By 1843 annual passenger numbers had risen to more than 1.5 million, with an average fare per head of 6½d. In 1844 numbers had risen to more than two million although the average fare had dropped to 5s 2d.[citation needed] Greenwich trains ran every 15 minutes, Croydon trains hourly. The company was never financially successful, however, owing to the need to repay the very high capital expenditure in building the line.

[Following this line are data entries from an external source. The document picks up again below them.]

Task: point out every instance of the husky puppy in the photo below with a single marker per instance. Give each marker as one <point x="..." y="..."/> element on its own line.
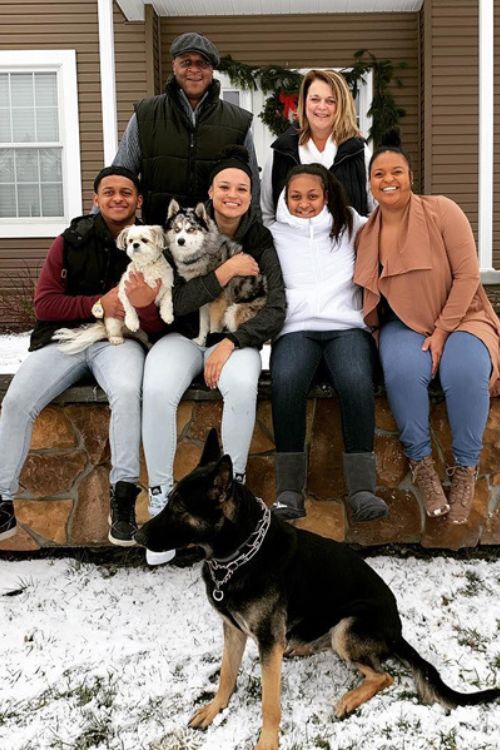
<point x="198" y="247"/>
<point x="144" y="246"/>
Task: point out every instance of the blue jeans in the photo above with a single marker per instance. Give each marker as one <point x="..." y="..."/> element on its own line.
<point x="45" y="374"/>
<point x="464" y="371"/>
<point x="170" y="367"/>
<point x="349" y="358"/>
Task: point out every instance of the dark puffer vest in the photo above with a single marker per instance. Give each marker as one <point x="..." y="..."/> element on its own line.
<point x="179" y="154"/>
<point x="92" y="265"/>
<point x="348" y="167"/>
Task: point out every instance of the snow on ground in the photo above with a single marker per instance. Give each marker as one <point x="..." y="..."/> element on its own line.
<point x="116" y="657"/>
<point x="13" y="350"/>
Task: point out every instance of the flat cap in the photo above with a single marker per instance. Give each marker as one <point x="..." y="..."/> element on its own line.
<point x="191" y="41"/>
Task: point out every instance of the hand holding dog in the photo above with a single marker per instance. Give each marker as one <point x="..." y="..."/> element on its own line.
<point x="216" y="361"/>
<point x="111" y="304"/>
<point x="139" y="293"/>
<point x="435" y="344"/>
<point x="240" y="264"/>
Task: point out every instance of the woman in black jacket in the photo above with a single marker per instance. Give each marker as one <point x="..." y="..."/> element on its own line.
<point x="327" y="134"/>
<point x="232" y="362"/>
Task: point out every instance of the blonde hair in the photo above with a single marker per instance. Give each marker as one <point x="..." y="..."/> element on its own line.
<point x="345" y="125"/>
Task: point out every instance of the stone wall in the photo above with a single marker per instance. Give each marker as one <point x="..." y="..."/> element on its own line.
<point x="63" y="499"/>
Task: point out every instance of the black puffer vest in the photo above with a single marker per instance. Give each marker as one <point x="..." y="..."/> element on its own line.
<point x="348" y="167"/>
<point x="92" y="265"/>
<point x="177" y="154"/>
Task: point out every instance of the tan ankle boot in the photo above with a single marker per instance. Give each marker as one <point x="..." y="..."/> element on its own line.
<point x="463" y="483"/>
<point x="425" y="477"/>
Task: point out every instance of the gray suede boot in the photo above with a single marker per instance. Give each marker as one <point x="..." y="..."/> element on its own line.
<point x="291" y="473"/>
<point x="361" y="479"/>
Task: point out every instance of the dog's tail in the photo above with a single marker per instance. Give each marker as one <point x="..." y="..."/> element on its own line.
<point x="431" y="687"/>
<point x="74" y="340"/>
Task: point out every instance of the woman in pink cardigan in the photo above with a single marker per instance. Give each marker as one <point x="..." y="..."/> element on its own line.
<point x="417" y="264"/>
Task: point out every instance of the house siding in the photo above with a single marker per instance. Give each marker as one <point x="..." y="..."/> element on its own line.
<point x="496" y="137"/>
<point x="63" y="24"/>
<point x="324" y="40"/>
<point x="451" y="118"/>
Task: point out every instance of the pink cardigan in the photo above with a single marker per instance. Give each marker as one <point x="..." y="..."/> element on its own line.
<point x="431" y="279"/>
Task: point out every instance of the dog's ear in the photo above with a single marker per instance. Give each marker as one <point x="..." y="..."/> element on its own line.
<point x="121" y="240"/>
<point x="173" y="208"/>
<point x="211" y="451"/>
<point x="223" y="479"/>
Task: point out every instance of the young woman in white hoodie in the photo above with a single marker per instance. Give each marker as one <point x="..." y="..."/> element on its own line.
<point x="314" y="235"/>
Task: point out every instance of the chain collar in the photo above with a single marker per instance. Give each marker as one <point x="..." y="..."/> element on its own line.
<point x="227" y="566"/>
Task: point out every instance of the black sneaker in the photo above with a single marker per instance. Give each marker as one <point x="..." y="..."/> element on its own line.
<point x="8" y="525"/>
<point x="122" y="525"/>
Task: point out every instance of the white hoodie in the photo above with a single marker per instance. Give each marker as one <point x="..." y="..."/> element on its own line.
<point x="317" y="270"/>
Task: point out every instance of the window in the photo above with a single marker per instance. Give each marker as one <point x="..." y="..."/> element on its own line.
<point x="40" y="188"/>
<point x="254" y="101"/>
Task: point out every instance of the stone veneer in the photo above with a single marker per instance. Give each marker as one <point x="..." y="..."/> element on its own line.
<point x="63" y="499"/>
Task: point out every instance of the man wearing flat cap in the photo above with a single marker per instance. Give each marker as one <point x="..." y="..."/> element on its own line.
<point x="173" y="140"/>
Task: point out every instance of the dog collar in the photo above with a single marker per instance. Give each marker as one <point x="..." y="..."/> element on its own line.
<point x="227" y="566"/>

London and Greenwich Railway Act 1845
Act of Parliament
Long titleAn Act to authorize the London and Greenwich Railway Company to let on Lease the London and Greenwich Railway, and for amending the Acts relating to such Railway.
Citation8 & 9 Vict. c. lxxx
Royal assent21 July 1845

The increasing congestion of the lines approaching London Bridge and dissatisfaction with the high tolls charged by the L&GR caused the SER and the L&CR to build a new terminus at Bricklayers Arms. It opened in 1844, transferring most of their services and reducing their fares accordingly. This reduction in toll revenues brought the company to the brink of bankruptcy. Prior to the opening of Bricklayers Arms it had approached the SER with a suggestion that they should either buy or lease the L&GR. The SER took some time to respond and in the meanwhile the company received a similar offer from the L&BR and also negotiated reduced tolls with the L&CR. Eventually the SER agreed to lease the L&GR from 1 January 1845.[6]

The L&GR continued in existence until January 1923 but its activities were restricted to receiving the annual rent from the SER and distributing it to shareholders.[7]


Greenwich station

Greenwich was the terminus until 1878, when the cut-and-cover tunnel to Maze Hill was opened by the SER, linking it to the North Kent Line just west of Charlton. This ran beneath the grounds of the Queen's House and Greenwich Hospital, where the graveyard was excavated, remains being reinterred in East Greenwich Pleasaunce approximately 1 mile (1.61 km) to the east. The section between Charlton and Maze Hill opened in 1873, with Maze Hill the terminus until 1878. Westcombe Park railway station opened in 1879.

The layout of Greenwich station still partly shows that fact. The line from London, on a continuous viaduct, was almost straight, but after Greenwich it makes a sharp turn and dips into a tunnel. A space between the two tracks, for the locomotive 'escape route' to reverse the trains, disappeared in the 1990s when the station was altered to accommodate an extension to the Docklands Light Railway.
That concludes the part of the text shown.